Michael Burry, the investor known for his call on the 2000s housing market bubble, has taken aim at Tesla's valuation, calling it 'ridiculously overvalued'. In a recent Substack newsletter, Burry criticized the tech industry's widespread practice of issuing stock-based compensation and excluding it from earnings results. He argues that this practice leads to a misrepresentation of companies' true profits and dilutes shareholder value over time.
Burry highlights Tesla's annual dilution rate of 3.6% and the lack of share buybacks as significant issues. He also points out that the recent approval of Elon Musk's $1 trillion compensation plan will further dilute existing shareholders. Burry argues that Tesla's market capitalization should be lower, considering the negative impact of dilution on the company's value.
The investor further emphasizes that this dilution issue is not unique to Tesla. He mentions companies like Palantir and Amazon as examples of tech giants that also dilute their shares through employee-based compensation, a practice he considers detrimental to shareholders.

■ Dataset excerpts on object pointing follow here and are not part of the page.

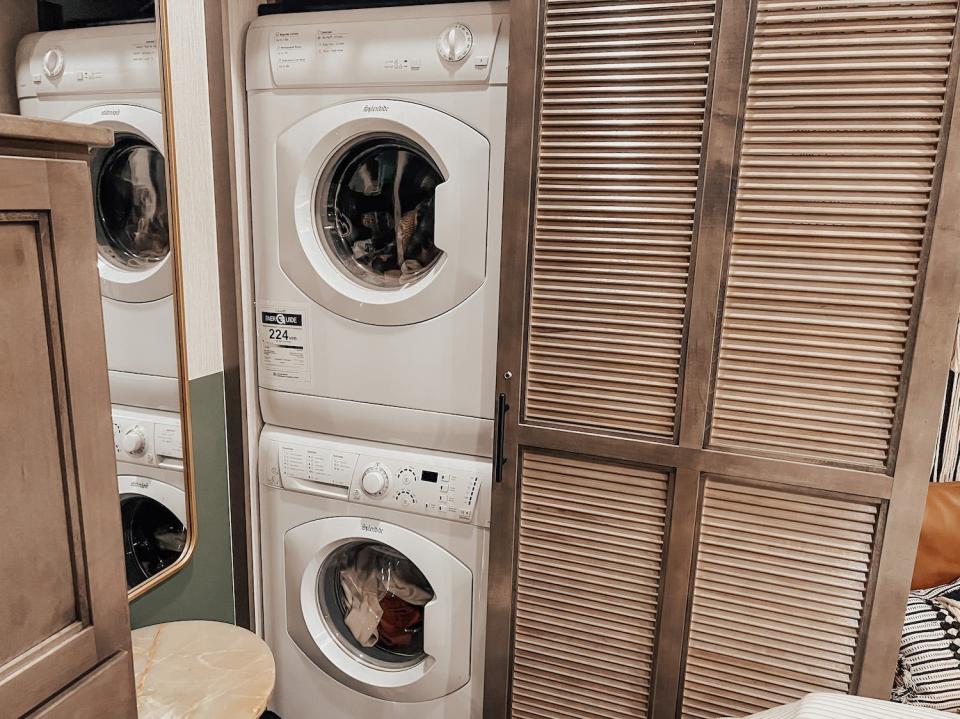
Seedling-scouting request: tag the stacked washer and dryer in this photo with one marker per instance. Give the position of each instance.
(376, 151)
(110, 76)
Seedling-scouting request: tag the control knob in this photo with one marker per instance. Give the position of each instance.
(455, 42)
(375, 480)
(134, 441)
(52, 63)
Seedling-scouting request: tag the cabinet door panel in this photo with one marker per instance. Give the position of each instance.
(63, 602)
(781, 581)
(30, 444)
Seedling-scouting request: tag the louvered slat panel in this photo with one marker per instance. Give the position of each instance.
(843, 120)
(621, 127)
(588, 581)
(777, 604)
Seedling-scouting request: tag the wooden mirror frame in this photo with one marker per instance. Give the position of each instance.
(173, 204)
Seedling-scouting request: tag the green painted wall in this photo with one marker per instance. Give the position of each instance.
(204, 588)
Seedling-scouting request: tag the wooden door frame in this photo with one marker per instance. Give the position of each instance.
(688, 460)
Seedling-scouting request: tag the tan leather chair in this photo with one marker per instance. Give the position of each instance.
(938, 555)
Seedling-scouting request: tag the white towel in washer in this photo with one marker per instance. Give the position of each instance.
(364, 584)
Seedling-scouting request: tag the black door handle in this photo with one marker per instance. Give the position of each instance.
(500, 419)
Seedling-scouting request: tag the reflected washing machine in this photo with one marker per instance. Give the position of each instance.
(110, 76)
(376, 153)
(153, 506)
(374, 576)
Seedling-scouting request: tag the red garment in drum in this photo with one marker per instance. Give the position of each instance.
(400, 621)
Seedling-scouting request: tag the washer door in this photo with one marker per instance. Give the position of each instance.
(130, 204)
(383, 210)
(379, 608)
(153, 517)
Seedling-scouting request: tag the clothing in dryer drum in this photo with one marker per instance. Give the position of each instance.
(373, 597)
(375, 208)
(130, 194)
(153, 537)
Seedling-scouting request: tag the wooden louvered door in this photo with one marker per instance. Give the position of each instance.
(729, 283)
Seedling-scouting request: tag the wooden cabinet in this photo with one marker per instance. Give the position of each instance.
(731, 237)
(64, 621)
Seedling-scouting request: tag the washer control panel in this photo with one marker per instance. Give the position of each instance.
(147, 437)
(424, 488)
(441, 485)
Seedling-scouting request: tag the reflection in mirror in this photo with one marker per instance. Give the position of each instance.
(98, 62)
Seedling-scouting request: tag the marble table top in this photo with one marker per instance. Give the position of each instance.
(201, 670)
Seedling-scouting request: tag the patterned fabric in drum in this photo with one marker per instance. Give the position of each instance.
(928, 674)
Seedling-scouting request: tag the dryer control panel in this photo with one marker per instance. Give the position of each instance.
(147, 437)
(441, 485)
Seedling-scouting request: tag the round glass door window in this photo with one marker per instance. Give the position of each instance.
(372, 598)
(374, 209)
(130, 200)
(153, 538)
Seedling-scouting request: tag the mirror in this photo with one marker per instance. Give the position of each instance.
(100, 62)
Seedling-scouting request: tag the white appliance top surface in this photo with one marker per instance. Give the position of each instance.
(89, 61)
(441, 485)
(388, 46)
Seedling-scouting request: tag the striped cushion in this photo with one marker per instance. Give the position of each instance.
(928, 673)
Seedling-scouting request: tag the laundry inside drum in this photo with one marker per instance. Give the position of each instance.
(129, 184)
(375, 207)
(374, 597)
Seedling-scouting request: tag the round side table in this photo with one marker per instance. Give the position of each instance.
(201, 670)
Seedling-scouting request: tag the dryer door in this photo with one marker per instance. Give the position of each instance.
(383, 210)
(153, 517)
(379, 608)
(130, 204)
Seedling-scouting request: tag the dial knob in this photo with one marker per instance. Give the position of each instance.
(53, 63)
(455, 43)
(375, 480)
(134, 441)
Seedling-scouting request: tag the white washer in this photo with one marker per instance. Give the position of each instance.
(110, 76)
(153, 507)
(376, 151)
(374, 577)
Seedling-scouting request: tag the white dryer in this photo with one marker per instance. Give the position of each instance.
(376, 151)
(110, 76)
(153, 507)
(374, 577)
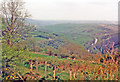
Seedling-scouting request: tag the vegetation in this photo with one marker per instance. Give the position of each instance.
(55, 54)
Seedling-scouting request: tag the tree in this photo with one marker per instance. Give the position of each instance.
(14, 20)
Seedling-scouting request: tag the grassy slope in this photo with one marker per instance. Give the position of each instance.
(77, 33)
(91, 68)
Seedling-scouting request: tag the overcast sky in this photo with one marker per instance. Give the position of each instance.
(73, 9)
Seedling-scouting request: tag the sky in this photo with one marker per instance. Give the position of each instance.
(73, 9)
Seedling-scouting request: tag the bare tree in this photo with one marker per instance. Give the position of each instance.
(14, 15)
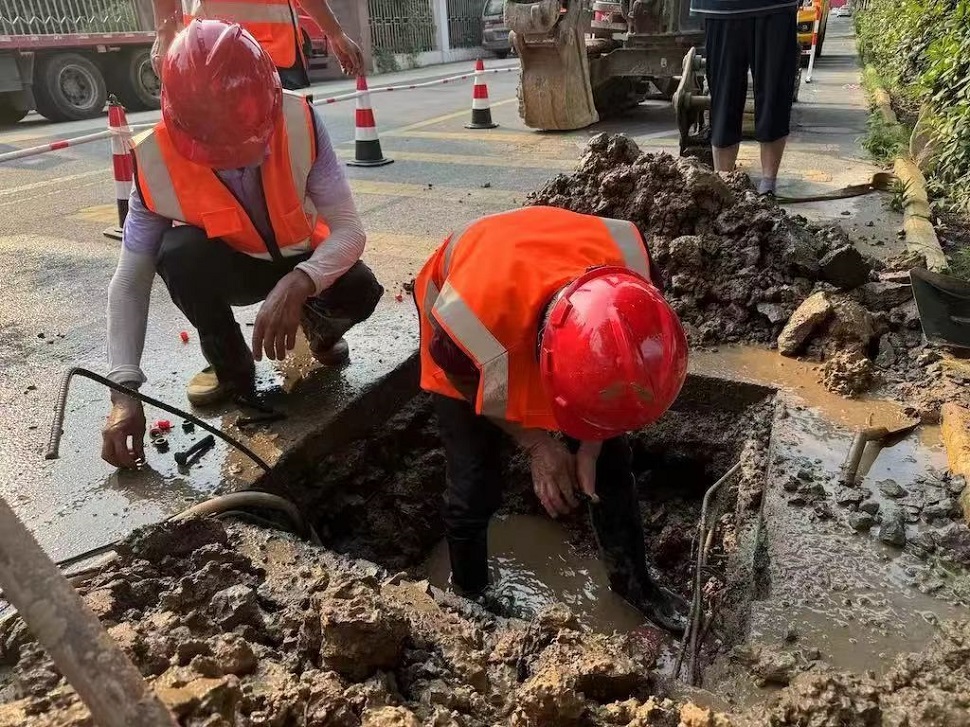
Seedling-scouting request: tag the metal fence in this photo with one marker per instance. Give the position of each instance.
(465, 23)
(401, 26)
(62, 17)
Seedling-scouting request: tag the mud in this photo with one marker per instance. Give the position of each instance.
(738, 268)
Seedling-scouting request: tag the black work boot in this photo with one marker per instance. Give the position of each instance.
(231, 370)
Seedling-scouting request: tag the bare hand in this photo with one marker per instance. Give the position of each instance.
(279, 317)
(348, 54)
(554, 476)
(586, 458)
(126, 421)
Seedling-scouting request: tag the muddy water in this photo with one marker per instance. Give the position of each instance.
(532, 564)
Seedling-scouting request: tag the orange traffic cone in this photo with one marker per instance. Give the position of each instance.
(481, 111)
(367, 147)
(121, 161)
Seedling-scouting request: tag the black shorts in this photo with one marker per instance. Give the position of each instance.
(768, 45)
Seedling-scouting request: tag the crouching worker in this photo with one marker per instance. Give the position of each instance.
(266, 215)
(538, 321)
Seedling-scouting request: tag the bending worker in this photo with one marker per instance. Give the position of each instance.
(538, 321)
(267, 215)
(271, 22)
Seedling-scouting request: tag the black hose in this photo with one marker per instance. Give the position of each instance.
(57, 426)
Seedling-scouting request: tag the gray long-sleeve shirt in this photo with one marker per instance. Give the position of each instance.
(130, 289)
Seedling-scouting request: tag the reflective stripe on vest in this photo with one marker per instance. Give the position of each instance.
(473, 336)
(162, 197)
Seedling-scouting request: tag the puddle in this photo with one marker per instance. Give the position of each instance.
(532, 563)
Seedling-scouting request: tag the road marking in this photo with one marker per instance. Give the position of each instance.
(498, 197)
(440, 119)
(473, 160)
(51, 182)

Burry also criticizes the way stock-based compensation is treated under Generally Accepted Accounting Principles (GAAP), suggesting that companies use 'adjusted' earnings to hide the true cost of this compensation.
Burry's newsletter, 'Cassandra Unchained', launched after he deregistered his hedge fund, Scion Asset Management, focuses on his views on the artificial intelligence bubble. The subscription-based blog has gained attention for its bold opinions on market valuations and the tech industry's practices.